Sometime in late April, four "parties," which First WNB did not identify, "came forward with proposals" to purchase an interest in or merge with the company. Still left unanswered, however, is why four parties became interested almost simulataneously in striking a deal with First WNB. It's obvious, nonetheless, that it had become common knowledge within local banking circles that the company was ready to discuss a deal.
On April 22, First WNB's board called a special meeting to discuss the four proposals. But the meeting was recessed until April 25 to allow a special committee to obtain additional information from each of the four parties that had submitted proposals.
Three days later, on April 25, Bernstein, acting on his own behalf as an investor and not in his capacity as chairman of Security National Bank, sent a letter to First WNB's board, informing it of his willingness to purchase at least 51 percent of the corporation at $17.50 a share.
Among the conditions set by Bernstein was a stipulation that his offer be approved by First WNB's board no later than 7 p.m. the same day--April 25.
And, indeed, on April 25, First WNB's directors reconvened and voted to accept Bernstein's offer because, they said, the price was equal to or higher than those contained in other proposals, because of Bernstein's banking experience in the District and because of the flexibility it gives shareholders to sell or retain their stock.
Moreover, First WNB said it accepted Bernstein's offer, despite the short notice, because of "the company's current financial condition, historic and recent results of operations, and future prospects, the current climate for banks and the interests of the company's employes, customers and suppliers."

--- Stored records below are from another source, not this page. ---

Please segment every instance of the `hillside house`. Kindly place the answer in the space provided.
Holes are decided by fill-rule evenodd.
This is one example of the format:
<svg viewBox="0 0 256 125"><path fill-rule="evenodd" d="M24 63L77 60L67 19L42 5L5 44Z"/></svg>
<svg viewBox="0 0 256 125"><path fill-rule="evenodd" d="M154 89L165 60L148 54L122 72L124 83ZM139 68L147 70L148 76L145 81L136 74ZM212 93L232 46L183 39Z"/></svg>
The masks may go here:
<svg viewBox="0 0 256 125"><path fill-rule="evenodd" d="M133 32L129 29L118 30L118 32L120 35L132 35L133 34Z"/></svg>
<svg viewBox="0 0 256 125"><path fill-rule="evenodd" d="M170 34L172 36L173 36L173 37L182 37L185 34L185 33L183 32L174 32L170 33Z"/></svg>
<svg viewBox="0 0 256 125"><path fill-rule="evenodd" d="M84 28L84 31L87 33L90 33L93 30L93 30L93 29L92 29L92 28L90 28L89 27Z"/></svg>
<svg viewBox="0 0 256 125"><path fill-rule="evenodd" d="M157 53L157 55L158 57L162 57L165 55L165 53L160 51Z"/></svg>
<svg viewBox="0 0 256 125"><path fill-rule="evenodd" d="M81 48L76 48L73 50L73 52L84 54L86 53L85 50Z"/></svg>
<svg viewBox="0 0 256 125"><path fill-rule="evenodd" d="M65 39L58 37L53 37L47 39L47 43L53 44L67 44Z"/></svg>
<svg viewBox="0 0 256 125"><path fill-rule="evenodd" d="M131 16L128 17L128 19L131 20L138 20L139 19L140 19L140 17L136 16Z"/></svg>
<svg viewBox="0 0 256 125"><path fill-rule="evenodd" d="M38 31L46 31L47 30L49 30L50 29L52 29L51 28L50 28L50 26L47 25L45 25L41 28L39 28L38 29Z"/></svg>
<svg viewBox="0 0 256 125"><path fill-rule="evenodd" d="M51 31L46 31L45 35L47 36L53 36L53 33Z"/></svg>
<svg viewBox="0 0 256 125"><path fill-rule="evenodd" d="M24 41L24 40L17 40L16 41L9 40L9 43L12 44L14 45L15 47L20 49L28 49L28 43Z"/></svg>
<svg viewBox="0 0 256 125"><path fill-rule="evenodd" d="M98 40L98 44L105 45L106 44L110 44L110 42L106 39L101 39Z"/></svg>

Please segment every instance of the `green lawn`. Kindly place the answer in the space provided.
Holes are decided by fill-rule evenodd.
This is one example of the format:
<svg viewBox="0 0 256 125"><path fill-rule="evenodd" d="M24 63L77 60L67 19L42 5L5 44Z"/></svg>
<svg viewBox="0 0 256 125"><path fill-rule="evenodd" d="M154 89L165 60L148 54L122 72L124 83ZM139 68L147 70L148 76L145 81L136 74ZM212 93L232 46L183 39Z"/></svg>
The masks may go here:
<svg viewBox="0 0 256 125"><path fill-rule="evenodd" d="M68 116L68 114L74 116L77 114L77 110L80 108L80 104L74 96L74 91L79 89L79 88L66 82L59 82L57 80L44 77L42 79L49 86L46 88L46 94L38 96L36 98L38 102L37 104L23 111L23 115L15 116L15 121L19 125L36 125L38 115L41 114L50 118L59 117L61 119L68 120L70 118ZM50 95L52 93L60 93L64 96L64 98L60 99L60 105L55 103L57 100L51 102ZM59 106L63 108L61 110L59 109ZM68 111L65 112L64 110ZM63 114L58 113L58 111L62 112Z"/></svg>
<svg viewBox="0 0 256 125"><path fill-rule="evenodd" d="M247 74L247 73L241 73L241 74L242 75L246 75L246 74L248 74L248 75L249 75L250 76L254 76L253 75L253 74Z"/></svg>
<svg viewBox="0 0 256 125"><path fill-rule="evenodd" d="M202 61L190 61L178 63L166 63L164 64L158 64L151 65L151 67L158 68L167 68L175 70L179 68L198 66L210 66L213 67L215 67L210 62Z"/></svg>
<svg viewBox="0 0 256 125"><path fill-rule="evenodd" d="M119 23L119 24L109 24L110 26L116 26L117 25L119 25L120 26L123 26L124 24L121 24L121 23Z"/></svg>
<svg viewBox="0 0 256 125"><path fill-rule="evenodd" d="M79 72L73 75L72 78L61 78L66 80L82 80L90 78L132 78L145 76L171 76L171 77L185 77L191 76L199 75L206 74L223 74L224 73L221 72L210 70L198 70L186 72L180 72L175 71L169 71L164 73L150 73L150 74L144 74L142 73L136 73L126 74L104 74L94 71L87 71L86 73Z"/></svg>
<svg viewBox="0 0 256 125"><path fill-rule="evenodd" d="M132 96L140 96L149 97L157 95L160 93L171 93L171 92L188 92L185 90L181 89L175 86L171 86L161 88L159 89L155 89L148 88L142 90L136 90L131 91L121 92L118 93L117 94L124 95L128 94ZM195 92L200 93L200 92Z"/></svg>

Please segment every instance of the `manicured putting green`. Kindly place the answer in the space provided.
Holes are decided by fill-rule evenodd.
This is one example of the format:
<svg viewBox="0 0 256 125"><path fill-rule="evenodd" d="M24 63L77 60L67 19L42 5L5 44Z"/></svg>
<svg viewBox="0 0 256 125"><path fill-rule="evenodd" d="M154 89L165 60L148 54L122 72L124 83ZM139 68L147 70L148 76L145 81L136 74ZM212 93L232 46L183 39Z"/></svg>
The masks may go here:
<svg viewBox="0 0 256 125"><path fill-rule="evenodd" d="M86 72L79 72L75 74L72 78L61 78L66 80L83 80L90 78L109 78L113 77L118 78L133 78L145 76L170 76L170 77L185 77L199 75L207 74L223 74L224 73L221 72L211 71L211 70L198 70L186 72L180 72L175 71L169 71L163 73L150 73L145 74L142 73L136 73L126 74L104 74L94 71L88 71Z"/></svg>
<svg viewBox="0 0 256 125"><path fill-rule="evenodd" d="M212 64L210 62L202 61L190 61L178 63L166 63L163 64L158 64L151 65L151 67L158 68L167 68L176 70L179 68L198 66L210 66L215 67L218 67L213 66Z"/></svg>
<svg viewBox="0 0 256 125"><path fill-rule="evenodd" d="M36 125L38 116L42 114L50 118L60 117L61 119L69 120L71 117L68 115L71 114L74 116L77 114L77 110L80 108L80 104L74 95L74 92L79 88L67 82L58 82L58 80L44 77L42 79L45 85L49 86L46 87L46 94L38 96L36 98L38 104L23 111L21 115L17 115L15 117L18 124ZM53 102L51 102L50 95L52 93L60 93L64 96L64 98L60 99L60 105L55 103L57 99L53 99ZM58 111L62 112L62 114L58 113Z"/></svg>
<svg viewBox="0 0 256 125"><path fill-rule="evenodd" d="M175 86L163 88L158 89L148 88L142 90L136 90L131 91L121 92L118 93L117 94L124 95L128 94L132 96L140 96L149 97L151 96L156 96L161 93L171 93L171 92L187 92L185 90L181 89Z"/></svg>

The other proposals were deemed inadequate because the prices offered for the company's stock did not exceed the figure in Bernstein's offer. What's more, "the names of all persons in one offering group were not disclosed to the board of the company as requested" and "the last proposal lacked the necessary specificity to be acted upon."
What First WNB fails to disclose, however, is that it refused to consider a proposal from a group of shareholders who offered to provide a badly needed cash infusion through the purchase of authorized but unissued shares.
Sources within the bank say the group had committed itself to investing half a million dollars initially. The group also planned to raise an additional $1.5 million for purchases of unissued stock and to hire another chief executive to fill the vacancy left by Womach's resignation.
To the chagrin of the shareholders involved in the plan, First WNB agreed to allow Bernstein to purchase authorized but unissued shares if he gets less than 51 percent of the common stock in a tender offer to shareholders.
Still smarting from First WNB's quick approval of Bernstein's offer, a member of the investor group also questions the board's approval of a two-week review period in which Bernstein "had a free look at the books."